7  MA Models

7.1 MA(1) Process

Again, let’s start with the simplest moving average model. A first-order moving average process, or MA(1), is defined as

\[ y_t = \mu + \epsilon_t + \theta\epsilon_{t-1}, \tag{7.1}\]

where \(\{\epsilon_t\} \sim \text{WN}(0, \sigma^2)\) are uncorrelated innovations. The MA model says the current value \(y_t\) is a moving average of past innovations (in MA(1), the weight on \(\epsilon_{t-1}\) is \(\theta\)). MA models directly relate the observable variable to past innovations. If we know the past innvation \(\epsilon_{t-j}\), we can easily figure out its contribution to the outcome variable (unlike AR models where the effect of a past innovation is transmitted through \(y_{t-j},\dots,y_{t-1}\)). So MA models are the preferred analytic tool in many applications, despite it looks odd from the eyes of regression modelers. You may wonder how it is possible to estimate such a model. We will put off the estimation techniques to the next chapter.

It is clear that \(y_t\) has a constant mean, \(\mathbb{E}(y_t) = \mu\). We can omit the constant if we work with the demeaned series \(\tilde{y}_t = y_t - \mu\). Without loss of generality, we assume for the rest \(\{y_t\}\) has zero mean, so the model is simplified as

\[ y_t = \epsilon_t + \theta\epsilon_{t-1}. \tag{7.2}\]

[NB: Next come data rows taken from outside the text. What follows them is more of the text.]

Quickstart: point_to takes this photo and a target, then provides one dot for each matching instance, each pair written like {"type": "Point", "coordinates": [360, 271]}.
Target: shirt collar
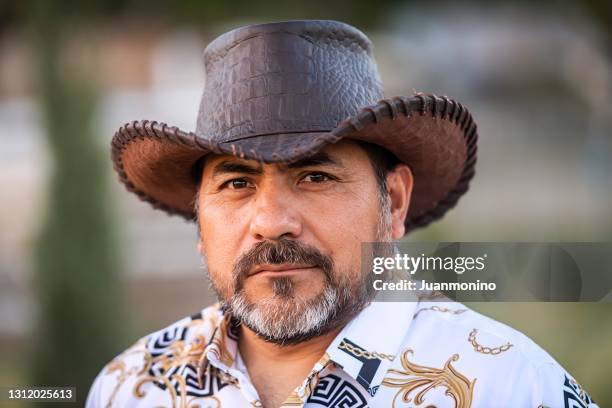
{"type": "Point", "coordinates": [364, 348]}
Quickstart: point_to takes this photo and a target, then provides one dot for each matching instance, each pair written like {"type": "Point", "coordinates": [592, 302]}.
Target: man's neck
{"type": "Point", "coordinates": [276, 370]}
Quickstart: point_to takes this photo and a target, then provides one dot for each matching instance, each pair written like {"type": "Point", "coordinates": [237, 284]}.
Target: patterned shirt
{"type": "Point", "coordinates": [416, 354]}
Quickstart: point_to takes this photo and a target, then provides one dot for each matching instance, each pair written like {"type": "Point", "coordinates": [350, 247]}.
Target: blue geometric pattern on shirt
{"type": "Point", "coordinates": [160, 343]}
{"type": "Point", "coordinates": [574, 396]}
{"type": "Point", "coordinates": [333, 391]}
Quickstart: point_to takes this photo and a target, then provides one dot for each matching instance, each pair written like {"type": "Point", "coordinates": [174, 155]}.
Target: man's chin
{"type": "Point", "coordinates": [287, 320]}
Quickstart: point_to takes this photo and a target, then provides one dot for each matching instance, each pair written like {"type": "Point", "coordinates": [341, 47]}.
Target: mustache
{"type": "Point", "coordinates": [282, 251]}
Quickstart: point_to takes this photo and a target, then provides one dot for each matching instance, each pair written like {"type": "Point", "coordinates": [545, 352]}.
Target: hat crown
{"type": "Point", "coordinates": [288, 77]}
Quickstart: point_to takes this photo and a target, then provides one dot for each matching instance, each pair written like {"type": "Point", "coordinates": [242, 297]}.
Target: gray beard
{"type": "Point", "coordinates": [286, 318]}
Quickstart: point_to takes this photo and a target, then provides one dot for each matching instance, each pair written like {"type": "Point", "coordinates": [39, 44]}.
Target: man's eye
{"type": "Point", "coordinates": [316, 178]}
{"type": "Point", "coordinates": [236, 184]}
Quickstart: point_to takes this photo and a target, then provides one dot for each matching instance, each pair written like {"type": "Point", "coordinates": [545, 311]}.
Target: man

Let’s compute its variance and covariances:

\[ \begin{aligned} \gamma_0 &= \text{var} (\epsilon_t + \theta\epsilon_{t-1}) = \text{var}(\epsilon_t) + \theta^2\text{var}(\epsilon_{t-1}) = (1+\theta^2)\sigma^2;\\ \gamma_1 &= \text{cov}(y_t, y_{t-1}) = \text{cov}(\epsilon_{t} + \theta\epsilon_{t-1}, \epsilon_{t-1} + \theta\epsilon_{t-2}) = \text{cov} (\theta\epsilon_{t-1}, \epsilon_{t-1} + \theta\epsilon_{t-2}) = \theta\sigma^2; \\ \gamma_2 &= \text{cov}(y_t, y_{t-2}) = \text{cov}(\epsilon_{t} + \theta\epsilon_{t-1}, \epsilon_{t-2} + \theta\epsilon_{t-3}) = 0; \\ &\vdots\\ \gamma_j &= 0 \text{ for } |j|\geq 2. \end{aligned} \]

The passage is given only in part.